Abstract
Background:
A pancreatic fistula (PF) is the most common complication after pancreaticoduodenectomy (PD), and its reported incidence varies from 2% to 28%. The aim of the present study was to analyse the treatment of a complicated PF comparing the surgical approach with conservative techniques.
Methods:
From January 2000 through to August 2006, 121 patients were submitted for PD. The study consisted of 70 men and 47 women, with a median age of 60 years (SD ± 12). The main indications for PD were pancreatic duct carcinoma in 52 patients (44.5%), ampullary carcinoma or adenoma in 18 (15.4%) and islet cell tumour in 11 (9.4%). Reconstruction by pancreatogastrostomy was performed in 65 patients (55.6%), and pancreatojejunostomy in 52 patients (44%).
Results:
Thirty-five patients (30%) developed a PF. Amongst these, 20 were managed conservatively and 14 were reoperated. These two groups of patients were compared with patients without a PF for analysis. There was no significant difference in the mean age, the gender ratio, American Society of Anesthesiologists (ASA) classification, surgical time and blood replacement, number of associated procedures, vascular resection and type of reconstruction between the three groups. There were five post-operative deaths (4.2%), three patients (21.4%) in the surgical treatment group (P < 0.01). Mean total number of complications (P= 0.02) and mean length of hospital stay (P < 0.001) were greater in the surgical group. The medium delay between the pancreatic resection and reoperation was 10 days (range, 3–32 days). Completion splenopancreatectomy was required in five patients whereas conservative treatment including debridement and drainage was applied in nine patients.
Conclusion:
The surgical approach for a PF is associated with a higher mortality and morbidity. There is no advantage in performing completion pancreatectomy (CP) instead of extensive drainage as a result of the same mortality and morbidity rates and the risk of endocrine insufficiency.
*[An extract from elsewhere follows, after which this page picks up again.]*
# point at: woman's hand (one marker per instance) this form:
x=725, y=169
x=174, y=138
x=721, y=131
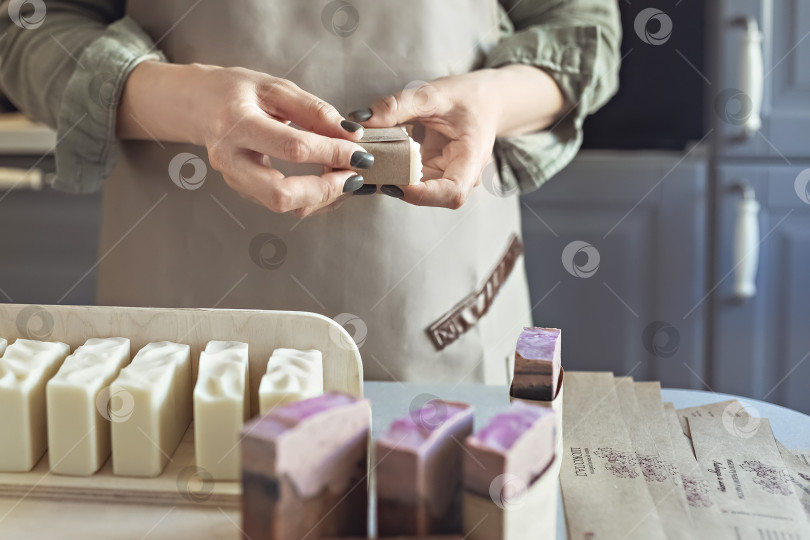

In cases of complicated PF, radiological or surgical conservative treatment is recommended.
Keywords: pancreatic fistula, pancreaticoduodenectomy, postoperative complications, pancreatic resection
Introduction
Over the past three decades, operative mortality rates after pancreaticoduodenectomy (PD) have decreased dramatically.1–3 An increase in experience and continuous improvements in surgical techniques have led to this decline, and in many high-volume centres the mortality rate is lower than 4%.4–8 However, the post-operative morbidity rate is still high, between 30% to 50%.9–12 A pancreatic fistula (PF) is the most common complication after PD, and its reported incidence varies from 2% to 28%.7,9–17 A great deal of effort has been made to minimize its occurrence, using different methods for reconstruction, mainly drainage into either a jejunal loop (pancreaticojejunostomy) or the remaining stomach (pancreaticogastrostomy). Occlusion of the pancreaticstump without any anastomosis in cases of small atrophic pancreas, biological adhesives to seal the anastomosis, somatostatin analogues to inhibit pancreatic secretion or a number of different anastomosis surgical techniques have also already been used to reduce the PF rate and none of these have demonstrated a clear advantage.15,18–29
Developments in diagnosis methods and radiological intervention techniques have been responsible for an increase in the conservative management of PF. However, the leakage of pancreatic anastomosis can lead to bleeding from adjacent large vessels, severe pancreatitis, peritonitis and/or sepsis. In these cases, the conservative approach is not possible, and the risk of post-operative death is high.2,3,5,6,12,16,30,31,33
Surgical management of a complicated PF can vary from simple drainage of the anastomotic region to completion pancreatectomy (CP) in the case of uncontrollable anastomotic leakage and peritonitis.32 Favourable outcomes after CP have been reported,32,33 but an important disadvantage of this option is pancreatic endocrine insufficiency. The aim of the present study is to analyse the treatment of a complicated PF comparing the surgical approach with conservative techniques.
Patients and methods
We reviewed the medical records of 121 patients who underwent PD between 1 January 2000 and 31 August 2006. Four patients without anastomosis of the pancreatic remnant were not included. Data collection was performed retrospectively using operation records, patient's files and discharge letters.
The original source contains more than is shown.